# Calculating ACB for RSUs and ESPP



## hope4wealth (Sep 15, 2013)

My employer, which trades on the NASDAQ in USD, allows us to purchase stock at a discount as well as provides RSUs throughout the year.

Can anyone help with how I would calculate my ACB as it's the same ticker and I've sold all of my RSUs and ESPP throughout the year?

-for our RSUs they sell half of the lot and hold that for tax purposes
-for ESPP we buy at a discounted rate and then I sell afterwards
-they did state they held taxes from pay for ESPP as well, not sure how much or how they calculated this (will this just be on my T4 in the taxes paid section)

With USD I'm finding it a bit more difficult to figure out how this all plays out.

Thanks in advance


----------



## hope4wealth (Sep 15, 2013)

OK I've been able to figure this out using various tools. Now quick question for everyone:

If I have multiple transactions of one security, do I only need to fill in one line on Schedule 3 - Capital Gains?
What should be entered in the "number" field on Schedule 3 - Capital Gains?

Thanks again!


----------



## Eclectic12 (Oct 20, 2010)

Various posters have said they sum up individual transactions to end up with one line.

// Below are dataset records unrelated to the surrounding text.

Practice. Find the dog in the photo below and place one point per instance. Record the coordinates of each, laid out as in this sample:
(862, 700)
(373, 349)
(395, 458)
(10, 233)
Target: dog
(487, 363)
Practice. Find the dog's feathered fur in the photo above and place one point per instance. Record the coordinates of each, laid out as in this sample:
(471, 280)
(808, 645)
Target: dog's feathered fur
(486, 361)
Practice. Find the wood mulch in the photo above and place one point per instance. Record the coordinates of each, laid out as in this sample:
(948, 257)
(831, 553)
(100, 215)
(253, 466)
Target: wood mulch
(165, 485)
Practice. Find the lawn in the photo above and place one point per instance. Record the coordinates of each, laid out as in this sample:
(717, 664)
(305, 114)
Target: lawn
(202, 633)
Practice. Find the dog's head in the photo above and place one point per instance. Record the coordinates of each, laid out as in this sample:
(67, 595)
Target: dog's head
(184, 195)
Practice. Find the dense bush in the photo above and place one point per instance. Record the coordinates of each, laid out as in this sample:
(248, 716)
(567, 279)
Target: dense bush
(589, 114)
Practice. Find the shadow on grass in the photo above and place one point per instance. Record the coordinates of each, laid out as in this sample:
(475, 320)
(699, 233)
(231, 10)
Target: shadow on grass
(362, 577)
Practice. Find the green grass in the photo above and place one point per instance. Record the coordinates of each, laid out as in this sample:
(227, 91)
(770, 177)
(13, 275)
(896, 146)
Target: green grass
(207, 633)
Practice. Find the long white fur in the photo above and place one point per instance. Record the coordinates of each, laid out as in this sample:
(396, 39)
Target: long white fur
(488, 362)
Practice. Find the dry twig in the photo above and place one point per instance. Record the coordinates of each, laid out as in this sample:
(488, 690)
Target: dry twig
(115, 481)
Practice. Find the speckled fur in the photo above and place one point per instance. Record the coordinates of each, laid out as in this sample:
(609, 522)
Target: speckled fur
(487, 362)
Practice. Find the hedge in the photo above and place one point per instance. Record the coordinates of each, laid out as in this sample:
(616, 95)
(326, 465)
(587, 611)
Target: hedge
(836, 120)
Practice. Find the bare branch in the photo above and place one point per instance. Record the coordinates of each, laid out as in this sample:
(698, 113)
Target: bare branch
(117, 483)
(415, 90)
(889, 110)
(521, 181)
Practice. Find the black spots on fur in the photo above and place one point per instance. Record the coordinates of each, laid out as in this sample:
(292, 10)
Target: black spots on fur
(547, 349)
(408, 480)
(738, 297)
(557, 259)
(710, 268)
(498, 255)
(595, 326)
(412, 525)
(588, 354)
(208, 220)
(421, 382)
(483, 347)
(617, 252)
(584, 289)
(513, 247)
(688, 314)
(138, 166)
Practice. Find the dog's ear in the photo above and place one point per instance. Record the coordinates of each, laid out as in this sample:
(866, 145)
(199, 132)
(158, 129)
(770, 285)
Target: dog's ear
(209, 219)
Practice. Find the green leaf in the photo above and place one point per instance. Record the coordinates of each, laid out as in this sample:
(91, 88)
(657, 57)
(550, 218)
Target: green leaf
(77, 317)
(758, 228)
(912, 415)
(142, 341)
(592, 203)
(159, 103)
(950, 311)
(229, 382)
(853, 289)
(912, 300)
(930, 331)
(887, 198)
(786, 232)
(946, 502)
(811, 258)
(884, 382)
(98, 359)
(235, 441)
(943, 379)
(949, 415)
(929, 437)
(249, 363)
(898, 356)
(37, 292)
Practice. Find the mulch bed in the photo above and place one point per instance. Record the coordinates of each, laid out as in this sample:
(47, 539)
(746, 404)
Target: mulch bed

Others want to be able to follow what happened if they revisit it a couple of years down the line and record the individual transactions.

As long as the total works out the same, I believe the choice is yours.


As for "number" ... it is the number of shares, mutual fund units, reit units, ... etc.



Cheers


----------



## hope4wealth (Sep 15, 2013)

Eclectic12 said:


> Various posters have said they sum up individual transactions to end up with one line. Others want to be able to follow what happened if they revisit it a couple of years down the line and record the individual transactions.
> 
> As long as the total works out the same, I believe the choice is yours.
> 
> ...


Thank you very much for the response. I'm keeping the details of the transactions in a spreadsheet so not worried but having to go back.

Appreciate your help! Took me a while to get through this but I'm educating myself more on the tax side which will be important for my financial plan for the years to come!


----------